Now on to querying the history to retrieve the state of a record at a specific date.
This is a bit tricky. At the moment as far as I know only Oracle has the ability return a “virtual table” from a function. PostgreSQL can return a RECORD variable – which is great to use inside functions but once outside it loses its structure and turns into a comma separated list of values – or a %ROWTYPE you can define.
This unfortunately means that you’d have to create a custom function for each history table to returns a SET OF client – in our case.
What we are trying to achieve is something like what this query does.
FROM client_hist AS h
INNER JOIN (
SELECT min(history_creation) AS mintstamp, id AS id
FROM client_hist
WHERE history_creation > THE-TIME-YOU-NEED
AND id= YOUR-RECORD-ID
GROUP BY id
) AS m ON (m.id = h.id AND m.mintstamp = h.history_creation);
Basically the next record in the history after the time specified.
At this point so far as I can see we have two options. Either create a function that returns a specific type of ROW, or write a more generic history function to return only the id of the history record we need and not the whole row (If you look at the history creation function we are putting a histid column in there).
You could use this function in your queries to get the history record id out like this.

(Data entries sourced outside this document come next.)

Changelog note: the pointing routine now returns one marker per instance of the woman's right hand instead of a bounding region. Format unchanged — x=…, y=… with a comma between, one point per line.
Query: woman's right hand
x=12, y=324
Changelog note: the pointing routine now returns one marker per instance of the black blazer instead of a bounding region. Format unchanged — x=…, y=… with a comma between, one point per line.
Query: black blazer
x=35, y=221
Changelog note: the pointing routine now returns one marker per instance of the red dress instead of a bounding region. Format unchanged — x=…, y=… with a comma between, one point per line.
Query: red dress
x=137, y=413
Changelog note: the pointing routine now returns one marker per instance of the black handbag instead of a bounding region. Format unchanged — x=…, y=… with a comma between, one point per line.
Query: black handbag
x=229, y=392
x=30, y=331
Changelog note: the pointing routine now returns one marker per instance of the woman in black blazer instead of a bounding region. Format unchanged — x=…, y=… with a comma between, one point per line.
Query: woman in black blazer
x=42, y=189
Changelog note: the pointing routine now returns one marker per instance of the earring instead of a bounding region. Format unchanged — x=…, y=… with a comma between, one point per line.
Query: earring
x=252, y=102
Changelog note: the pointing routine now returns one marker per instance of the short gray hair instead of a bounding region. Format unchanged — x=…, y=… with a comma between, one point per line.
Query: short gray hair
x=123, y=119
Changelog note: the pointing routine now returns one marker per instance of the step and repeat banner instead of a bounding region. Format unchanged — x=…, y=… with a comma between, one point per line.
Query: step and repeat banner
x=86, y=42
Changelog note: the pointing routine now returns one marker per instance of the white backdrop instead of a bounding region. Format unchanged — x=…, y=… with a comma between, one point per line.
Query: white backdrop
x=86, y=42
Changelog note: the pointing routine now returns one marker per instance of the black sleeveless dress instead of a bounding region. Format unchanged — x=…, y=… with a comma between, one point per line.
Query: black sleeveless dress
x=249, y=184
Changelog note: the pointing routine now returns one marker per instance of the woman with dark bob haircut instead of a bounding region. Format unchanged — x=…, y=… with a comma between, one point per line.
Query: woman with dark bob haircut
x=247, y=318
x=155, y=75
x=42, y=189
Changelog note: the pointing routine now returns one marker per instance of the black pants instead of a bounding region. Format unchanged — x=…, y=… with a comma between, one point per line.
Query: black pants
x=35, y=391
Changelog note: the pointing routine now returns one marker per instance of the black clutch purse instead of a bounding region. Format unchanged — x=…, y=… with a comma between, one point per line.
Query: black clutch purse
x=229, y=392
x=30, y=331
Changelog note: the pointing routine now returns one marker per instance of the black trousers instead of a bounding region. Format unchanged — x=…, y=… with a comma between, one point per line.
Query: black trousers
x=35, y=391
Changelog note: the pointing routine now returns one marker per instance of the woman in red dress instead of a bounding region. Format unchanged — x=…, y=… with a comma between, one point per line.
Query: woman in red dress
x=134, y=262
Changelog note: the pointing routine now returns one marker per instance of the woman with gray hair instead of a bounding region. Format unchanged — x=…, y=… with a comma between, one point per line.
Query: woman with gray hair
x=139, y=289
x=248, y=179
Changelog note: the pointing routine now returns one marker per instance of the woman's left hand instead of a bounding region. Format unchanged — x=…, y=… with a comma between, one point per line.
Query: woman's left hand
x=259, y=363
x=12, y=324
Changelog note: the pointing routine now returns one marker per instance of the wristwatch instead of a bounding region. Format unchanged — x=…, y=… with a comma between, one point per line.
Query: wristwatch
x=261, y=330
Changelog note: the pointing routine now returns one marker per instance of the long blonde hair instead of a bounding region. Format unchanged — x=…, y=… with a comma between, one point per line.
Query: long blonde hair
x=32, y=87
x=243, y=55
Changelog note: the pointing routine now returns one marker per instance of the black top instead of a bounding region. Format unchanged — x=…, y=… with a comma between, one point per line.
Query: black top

CREATE OR REPLACE FUNCTION select_hist_id(tablename VARCHAR(255), recordid INTEGER, tstamp TIMESTAMP) RETURNS INTEGER AS $$
DECLARE
curs REFCURSOR;
vid INTEGER;
BEGIN
OPEN curs FOR EXECUTE ‘SELECT h.histid
FROM ‘||tablename||‘_hist AS h
INNER JOIN (
SELECT min(history_creation) AS mintstamp, id
FROM ‘||tablename||‘_hist
WHERE history_creation > ‘”||tstamp||”‘
AND id=’||recid||‘
GROUP BY id
) AS m ON (m.id = h.id AND m.mintstamp = h.history_creation);’;
FETCH curs INTO vid;
RETURN vid;
END;
$$
LANGUAGE plpgsql;
– At this point you can just get ids like this
– records in client as of this time 2009-11-02 21:13:41.552601
SELECT select_hist_id(‘client’, id, ’2009-11-02 21:13:41.552601′::TIMESTAMP) FROM client;
I’m sure you can figure out the rest.
Be careful this is very slow on large data sets. If you are planning to work on millions of records then you should consider building a history lookup function for each table either defining data types for your RECORD or using OUT variables.